Department of Urology, University of California, San Francisco, CA, USA.
Department of Epidemiology & Biostatistics, University of California, San Francisco, CA, USA.
Prostate Cancer Prostatic Dis. 2023 Dec;26(4):759-764. doi: 10.1038/s41391-022-00638-y. Epub 2023 Feb 10.
Men with a detectable PSA after radical prostatectomy (RP) are often offered salvage therapy while those with an undetectable PSA are monitored. We aim to better characterize the natural history of men with an initially undetectable PSA who subsequently developed a detectable PSA > 6 months after RP.
Retrospective analysis of men who underwent RP for clinically localized prostate cancer at the University of California, San Francisco from 2000 to 2022. The primary outcome was biochemical recurrence, defined as 2 consecutive PSA > = 0.03 ng/mL starting 6 months after surgery. Secondary outcomes were salvage treatment, post-salvage treatment, metastasis free survival (MFS), prostate cancer specific mortality (PCSM), and all-cause mortality (ACM). This cohort was compared to a previously described cohort who had an immediately detectable post-operative PSA.
From our cohort of 3348 patients, we identified 2868 men who had an undetectable post-op PSA. Subsequently, 642 men had a delayed detectable PSA at a median of 25 months (IQR 15, 43) with median follow-up of 72 months after RP. PSA at time of failure was <0.10 ng/mL for 65.7% of men. Of those with a delayed detectable PSA, 46% underwent salvage treatment within 10 years after RP at a median PSA of 0.08 ng/mL (IQR 0.05, 0.14). High CAPRA-S score (HR 1.09, CI 1.02-1.17, p = 0.02) and PSA doubling time (PSA-DT) of <6 months (HR 7.58, CI 5.42-10.6, p < 0.01) were associated with receiving salvage treatment. After salvage treatment, 62% of men had recurrent PSA failure within 10 years. Overall, MFS was 92%, PCSM 3%, and ACM 6% at 10 years. For those who received tertiary treatment for recurrent PSA failure, MFS was 54%, PCSM 23% and ACM 23% at 10 years' time.
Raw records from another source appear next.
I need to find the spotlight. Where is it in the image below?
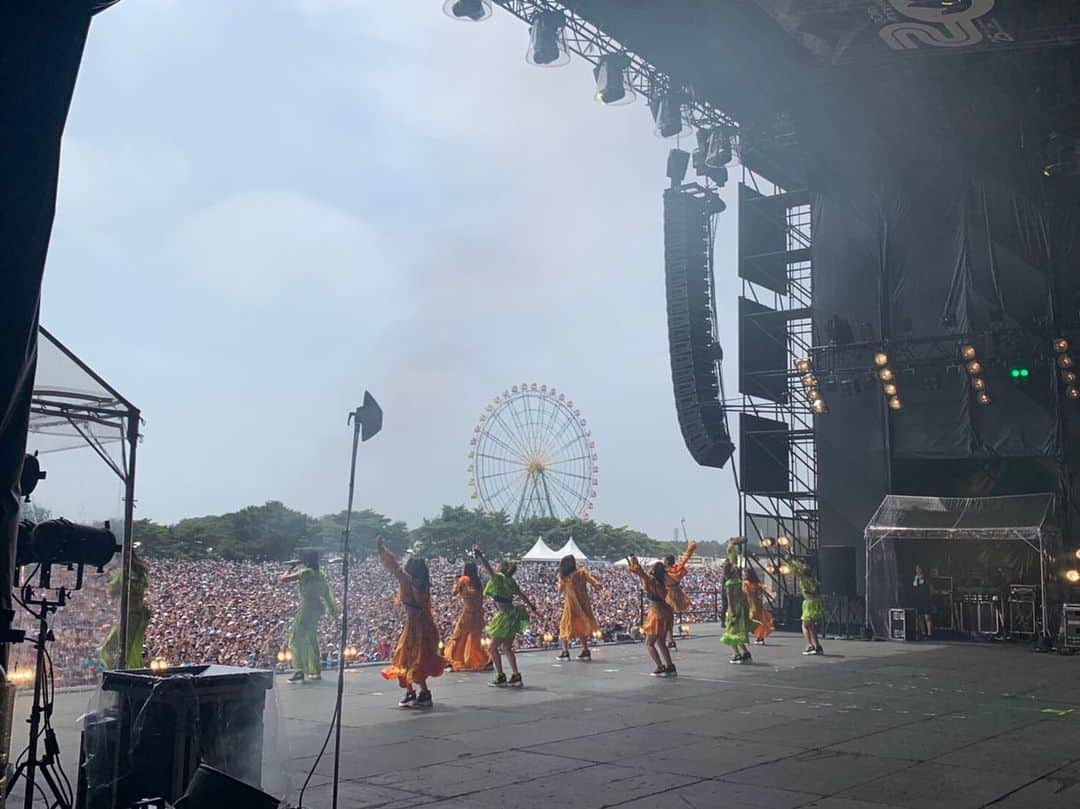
[593,53,634,105]
[525,9,570,67]
[443,0,491,23]
[649,89,686,137]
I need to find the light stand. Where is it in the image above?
[328,391,382,809]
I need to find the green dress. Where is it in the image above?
[484,574,529,641]
[99,566,150,669]
[720,579,750,646]
[288,567,338,676]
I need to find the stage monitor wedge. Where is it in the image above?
[664,185,734,469]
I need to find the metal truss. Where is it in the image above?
[492,0,738,129]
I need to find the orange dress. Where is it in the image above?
[667,539,698,612]
[743,581,777,638]
[379,550,446,688]
[558,567,603,641]
[446,576,489,672]
[630,563,675,637]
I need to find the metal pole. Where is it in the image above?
[117,407,139,669]
[330,407,360,809]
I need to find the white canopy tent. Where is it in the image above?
[555,537,589,562]
[522,537,563,562]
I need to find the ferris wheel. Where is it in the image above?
[468,382,599,523]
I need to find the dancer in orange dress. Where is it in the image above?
[378,537,446,707]
[557,554,604,660]
[664,539,698,649]
[626,555,678,677]
[446,562,490,672]
[743,567,777,646]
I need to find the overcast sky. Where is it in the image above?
[31,0,739,538]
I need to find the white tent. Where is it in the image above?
[555,537,589,562]
[522,537,563,562]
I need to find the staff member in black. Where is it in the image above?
[912,564,934,637]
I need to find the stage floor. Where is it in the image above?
[13,628,1080,809]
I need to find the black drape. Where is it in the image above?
[0,0,92,668]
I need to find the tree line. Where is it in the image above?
[133,500,673,562]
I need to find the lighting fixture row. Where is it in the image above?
[1051,337,1080,402]
[960,343,991,405]
[443,0,731,141]
[874,351,904,413]
[795,356,828,416]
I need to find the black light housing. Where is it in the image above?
[593,53,634,105]
[443,0,491,23]
[525,9,570,67]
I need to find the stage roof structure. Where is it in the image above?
[28,326,141,661]
[522,537,562,562]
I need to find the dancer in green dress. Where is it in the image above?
[721,540,753,663]
[99,550,150,669]
[281,550,338,683]
[473,545,537,688]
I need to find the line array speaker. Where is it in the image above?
[664,185,734,469]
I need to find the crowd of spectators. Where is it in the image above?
[6,558,720,685]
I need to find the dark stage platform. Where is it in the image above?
[16,629,1080,809]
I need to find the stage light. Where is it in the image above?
[593,53,634,105]
[649,89,686,137]
[525,9,570,67]
[443,0,491,23]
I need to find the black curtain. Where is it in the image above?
[0,0,93,666]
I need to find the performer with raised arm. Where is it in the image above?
[446,562,491,672]
[556,554,604,660]
[279,549,338,683]
[473,545,537,688]
[743,567,777,646]
[664,539,698,649]
[378,535,446,707]
[626,555,678,677]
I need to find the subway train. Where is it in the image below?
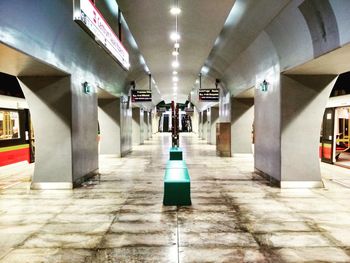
[0,95,35,166]
[320,95,350,163]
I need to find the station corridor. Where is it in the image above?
[0,133,350,263]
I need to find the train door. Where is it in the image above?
[25,109,35,163]
[320,108,334,164]
[163,113,169,132]
[335,107,350,167]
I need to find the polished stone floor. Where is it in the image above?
[0,134,350,263]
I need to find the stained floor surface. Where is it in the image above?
[0,134,350,263]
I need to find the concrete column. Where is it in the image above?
[191,108,199,134]
[198,111,203,138]
[120,95,132,156]
[202,110,208,140]
[98,98,121,157]
[148,111,153,139]
[152,110,160,134]
[208,107,219,145]
[231,98,254,154]
[19,77,98,189]
[143,111,149,140]
[254,75,336,188]
[132,108,143,145]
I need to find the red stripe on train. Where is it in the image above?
[0,147,30,166]
[319,146,332,159]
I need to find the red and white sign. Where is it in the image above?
[74,0,130,70]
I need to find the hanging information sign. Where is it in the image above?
[74,0,130,70]
[199,89,220,101]
[131,90,152,102]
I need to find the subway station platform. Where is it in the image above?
[0,134,350,263]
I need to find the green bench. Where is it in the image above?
[163,168,191,205]
[169,147,183,161]
[166,160,187,169]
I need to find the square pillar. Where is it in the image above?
[254,75,336,188]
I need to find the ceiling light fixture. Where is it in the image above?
[171,60,180,68]
[170,6,181,15]
[171,49,179,57]
[170,31,180,42]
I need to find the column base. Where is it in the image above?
[255,169,324,189]
[30,182,73,190]
[280,181,324,189]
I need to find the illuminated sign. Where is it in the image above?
[131,90,152,102]
[199,89,220,101]
[74,0,130,70]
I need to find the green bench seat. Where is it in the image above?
[163,168,191,205]
[166,160,187,169]
[169,147,183,161]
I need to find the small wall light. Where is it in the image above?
[260,79,270,91]
[82,81,91,94]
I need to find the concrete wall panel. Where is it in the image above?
[98,98,121,157]
[231,98,254,154]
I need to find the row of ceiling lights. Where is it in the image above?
[170,0,181,101]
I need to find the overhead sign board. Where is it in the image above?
[199,89,220,101]
[74,0,130,70]
[131,90,152,102]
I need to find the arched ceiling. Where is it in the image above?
[117,0,235,102]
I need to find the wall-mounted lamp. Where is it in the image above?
[130,80,136,90]
[215,79,221,88]
[81,81,92,94]
[260,79,270,92]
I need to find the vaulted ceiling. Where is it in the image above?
[117,0,235,102]
[117,0,291,102]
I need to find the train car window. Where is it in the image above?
[0,110,20,140]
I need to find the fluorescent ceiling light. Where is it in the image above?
[171,60,180,68]
[170,6,181,15]
[171,50,179,57]
[170,32,180,41]
[201,66,209,75]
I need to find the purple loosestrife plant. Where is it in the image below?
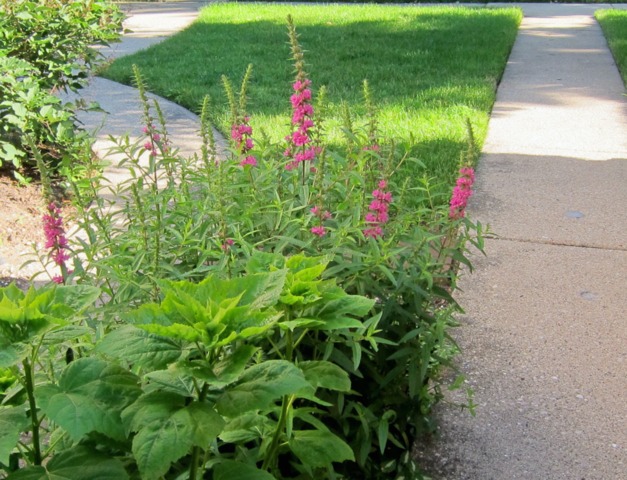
[309,205,333,237]
[284,16,319,177]
[364,180,393,239]
[43,202,72,284]
[231,116,257,167]
[449,167,475,220]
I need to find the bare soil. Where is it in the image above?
[0,174,72,288]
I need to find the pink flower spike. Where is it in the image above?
[310,225,327,237]
[239,155,257,167]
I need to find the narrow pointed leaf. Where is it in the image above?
[0,407,28,465]
[298,361,351,392]
[7,447,129,480]
[289,430,355,468]
[213,460,276,480]
[216,360,313,417]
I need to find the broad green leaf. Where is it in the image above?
[213,460,276,480]
[46,285,101,316]
[216,360,312,417]
[96,325,183,371]
[194,270,287,309]
[278,318,325,332]
[36,357,141,441]
[144,369,194,397]
[213,345,259,385]
[122,392,224,480]
[285,254,329,280]
[0,336,28,368]
[318,295,375,319]
[42,325,93,345]
[0,407,28,465]
[220,412,276,443]
[289,430,355,468]
[7,446,129,480]
[298,360,351,392]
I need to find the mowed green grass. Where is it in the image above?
[595,10,627,86]
[104,3,522,185]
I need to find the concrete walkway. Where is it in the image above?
[62,2,627,480]
[64,1,212,185]
[430,4,627,480]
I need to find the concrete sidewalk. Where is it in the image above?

Men who develop a detectable PSA > 6 months post-operatively may have excellent long-term outcomes, even in the absence of salvage therapy.
根治性前列腺切除术(RP)后 PSA 可检测到的男性通常会接受挽救性治疗,而 PSA 不可检测到的男性则会接受监测。我们旨在更好地描述那些在 RP 后 6 个月后 PSA 可检测到但最初 PSA 不可检测到的男性的自然史。
对 2000 年至 2022 年在加利福尼亚大学旧金山分校接受局限性前列腺癌 RP 的男性进行回顾性分析。主要结局是生化复发,定义为手术后 6 个月开始连续 2 次 PSA≥0.03ng/mL。次要结局是挽救性治疗、挽救性治疗后、无转移生存(MFS)、前列腺癌特异性死亡率(PCSM)和全因死亡率(ACM)。该队列与之前描述的术后即刻可检测到 PSA 的队列进行了比较。
在我们的 3348 例患者队列中,我们确定了 2868 例术后 PSA 不可检测的男性。随后,642 例男性在中位时间 25 个月(IQR 15,43)时出现延迟可检测 PSA,RP 后中位随访时间为 72 个月。失败时 PSA<0.10ng/mL 的男性占 65.7%。在那些延迟可检测 PSA 的患者中,46%的患者在 RP 后 10 年内以中位 PSA 0.08ng/mL(IQR 0.05,0.14)接受挽救性治疗。高 CAPRA-S 评分(HR 1.09,CI 1.02-1.17,p=0.02)和 PSA 倍增时间(PSA-DT)<6 个月(HR 7.58,CI 5.42-10.6,p<0.01)与接受挽救性治疗相关。挽救性治疗后,62%的男性在 10 年内出现 PSA 复发失败。总体而言,MFS 在 10 年内为 92%,PCSM 为 3%,ACM 为 6%。对于那些因 PSA 复发失败而接受三级治疗的患者,MFS 在 10 年内为 54%,PCSM 为 23%,ACM 为 23%。
在 RP 后 6 个月后 PSA 可检测到的男性可能具有出色的长期结局,即使没有挽救性治疗也是如此。